*Experimental alert:* Someone may be able to answer this question experimentally simply by going to a shopping mall and finding the right piece of holographic jewelry.

[At least one non-SE answer site][Holographic_Mirror] clearly and in detail says that the holographic images cannot act as mirrors. That is, a hologram cannot reflect an image of yourself back at you. The simple and very reasonable explanation for this is that you were not there when the hologram interference patterns were originally constructed.

Alas, I find this reasonable-sounding answer unsatisfying for two reasons: (1) Somewhere I still have a transmission hologram of the insides of a watch. I clearly recall watching a bright spot move left and right on the image of a curved metal part within the watch as I moved a background light move left and right in front of the hologram.
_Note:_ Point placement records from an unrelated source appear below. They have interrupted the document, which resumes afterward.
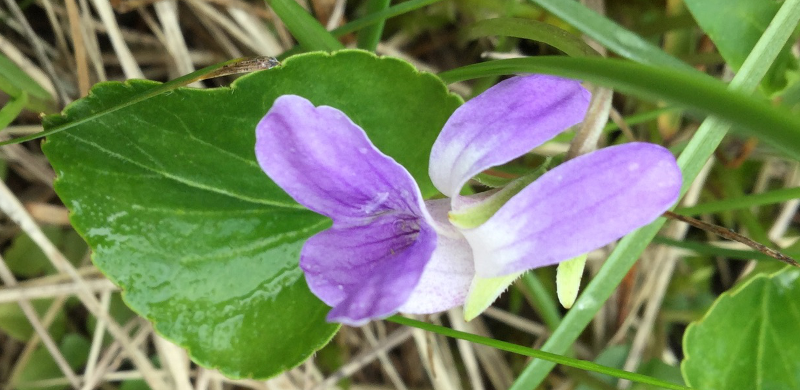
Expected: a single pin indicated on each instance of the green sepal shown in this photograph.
(568, 280)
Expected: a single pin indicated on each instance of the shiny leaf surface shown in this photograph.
(169, 196)
(748, 339)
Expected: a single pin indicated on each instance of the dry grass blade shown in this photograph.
(732, 235)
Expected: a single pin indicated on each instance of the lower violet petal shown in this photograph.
(445, 282)
(577, 207)
(369, 271)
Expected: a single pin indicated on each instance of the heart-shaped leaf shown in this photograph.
(169, 196)
(748, 339)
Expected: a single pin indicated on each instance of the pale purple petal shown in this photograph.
(447, 276)
(326, 162)
(577, 207)
(503, 123)
(367, 272)
(369, 262)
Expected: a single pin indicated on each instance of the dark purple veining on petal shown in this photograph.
(368, 263)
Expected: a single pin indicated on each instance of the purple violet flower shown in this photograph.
(390, 251)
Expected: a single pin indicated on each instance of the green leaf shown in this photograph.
(752, 116)
(169, 196)
(748, 339)
(735, 26)
(692, 158)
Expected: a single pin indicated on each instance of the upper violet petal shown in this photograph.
(368, 263)
(577, 207)
(445, 282)
(503, 123)
(327, 163)
(367, 272)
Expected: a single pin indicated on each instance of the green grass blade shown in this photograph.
(691, 161)
(770, 197)
(11, 110)
(380, 16)
(525, 351)
(753, 117)
(369, 37)
(307, 30)
(562, 40)
(609, 34)
(544, 302)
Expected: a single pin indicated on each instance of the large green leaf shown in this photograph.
(735, 26)
(748, 339)
(168, 194)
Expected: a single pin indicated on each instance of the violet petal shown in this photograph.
(447, 277)
(577, 207)
(503, 123)
(326, 162)
(367, 272)
(368, 263)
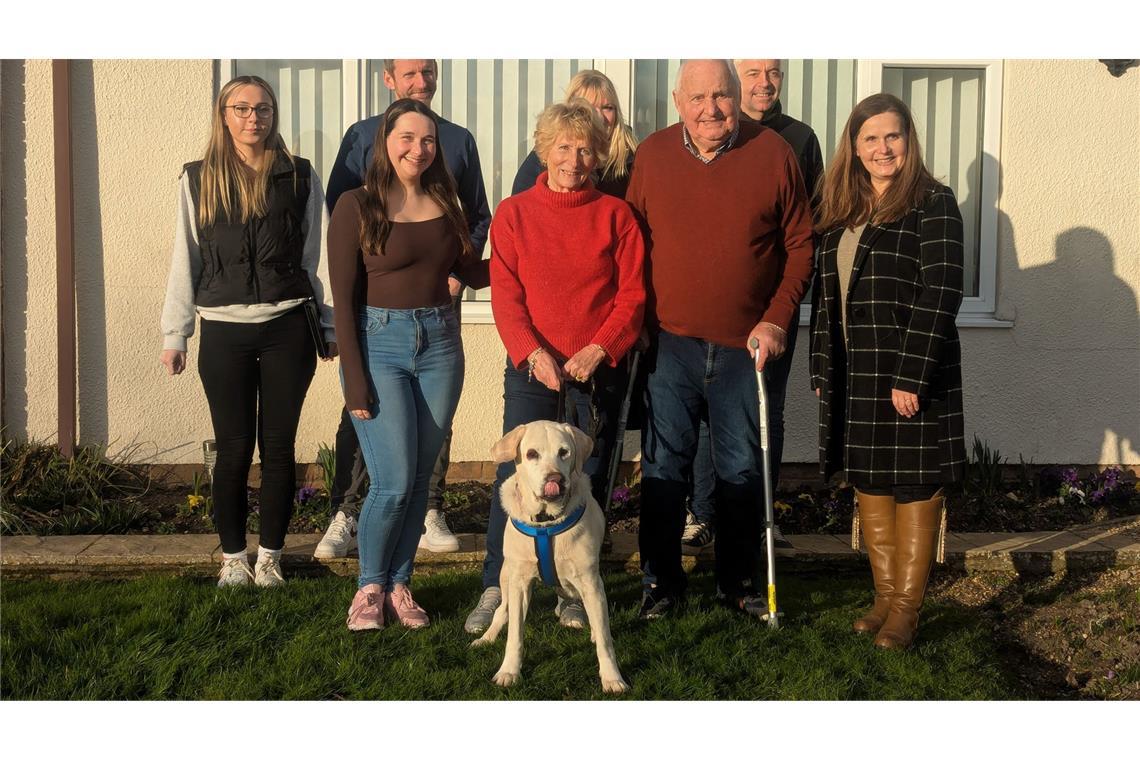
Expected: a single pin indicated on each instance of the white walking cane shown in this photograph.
(772, 615)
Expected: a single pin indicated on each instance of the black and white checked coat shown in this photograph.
(904, 294)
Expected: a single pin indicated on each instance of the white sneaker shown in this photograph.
(268, 572)
(480, 618)
(235, 572)
(571, 614)
(437, 536)
(339, 539)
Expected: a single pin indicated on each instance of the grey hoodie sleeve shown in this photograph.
(315, 255)
(185, 271)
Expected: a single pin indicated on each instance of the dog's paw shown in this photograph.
(616, 686)
(503, 678)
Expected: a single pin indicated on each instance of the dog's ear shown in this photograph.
(583, 447)
(507, 447)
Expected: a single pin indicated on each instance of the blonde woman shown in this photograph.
(611, 176)
(249, 253)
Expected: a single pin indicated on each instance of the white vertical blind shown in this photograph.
(949, 108)
(309, 99)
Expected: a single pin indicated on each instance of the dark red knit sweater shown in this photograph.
(729, 244)
(566, 272)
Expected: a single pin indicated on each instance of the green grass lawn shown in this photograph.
(184, 638)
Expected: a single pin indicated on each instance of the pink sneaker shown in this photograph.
(367, 610)
(399, 603)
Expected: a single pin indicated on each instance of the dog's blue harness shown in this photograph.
(544, 541)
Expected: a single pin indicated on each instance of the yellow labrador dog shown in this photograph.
(548, 492)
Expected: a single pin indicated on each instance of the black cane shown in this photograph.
(619, 438)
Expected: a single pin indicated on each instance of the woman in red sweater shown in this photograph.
(568, 296)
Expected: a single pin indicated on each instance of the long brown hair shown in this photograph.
(847, 197)
(437, 182)
(226, 181)
(595, 86)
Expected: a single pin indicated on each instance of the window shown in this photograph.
(957, 108)
(310, 99)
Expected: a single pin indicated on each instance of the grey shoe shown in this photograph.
(480, 618)
(235, 572)
(437, 536)
(783, 547)
(267, 572)
(571, 614)
(339, 539)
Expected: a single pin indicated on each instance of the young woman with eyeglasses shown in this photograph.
(249, 253)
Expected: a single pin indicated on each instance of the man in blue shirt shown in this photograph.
(406, 79)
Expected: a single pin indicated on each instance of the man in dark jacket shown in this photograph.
(406, 79)
(760, 80)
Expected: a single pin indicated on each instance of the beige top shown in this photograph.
(845, 263)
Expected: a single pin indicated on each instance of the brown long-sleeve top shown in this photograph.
(409, 274)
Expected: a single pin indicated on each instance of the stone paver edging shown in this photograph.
(1115, 545)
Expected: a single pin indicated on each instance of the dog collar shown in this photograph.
(544, 541)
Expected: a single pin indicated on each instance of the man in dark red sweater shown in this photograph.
(729, 256)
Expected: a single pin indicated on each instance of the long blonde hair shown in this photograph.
(594, 86)
(846, 196)
(226, 182)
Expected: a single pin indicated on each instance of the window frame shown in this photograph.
(976, 311)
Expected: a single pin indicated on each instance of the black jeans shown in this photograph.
(775, 378)
(595, 403)
(255, 377)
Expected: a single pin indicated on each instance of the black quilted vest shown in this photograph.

While a moving bright spot is hardly a complete image, it does indicate that a hologram is capable of a visible response to an object not in the original hologram. (2) I'm not aware of anything from diffraction theory that says you *cannot* use multilayer diffraction patterns to create simple, mirror-like reflecting surfaces. (Nor am I aware of anything that says you *can*, either.)

So, experimenters: Does anyone out there have a hologram in hand that seems to reflect non-trivial light patterns?

And theorists: Regardless of how one would create it in the lab, is it mathematically possible to create multilayer diffraction patterns that, like metallic mirrors, would reflect light in a way that depends on the incident angle of the light?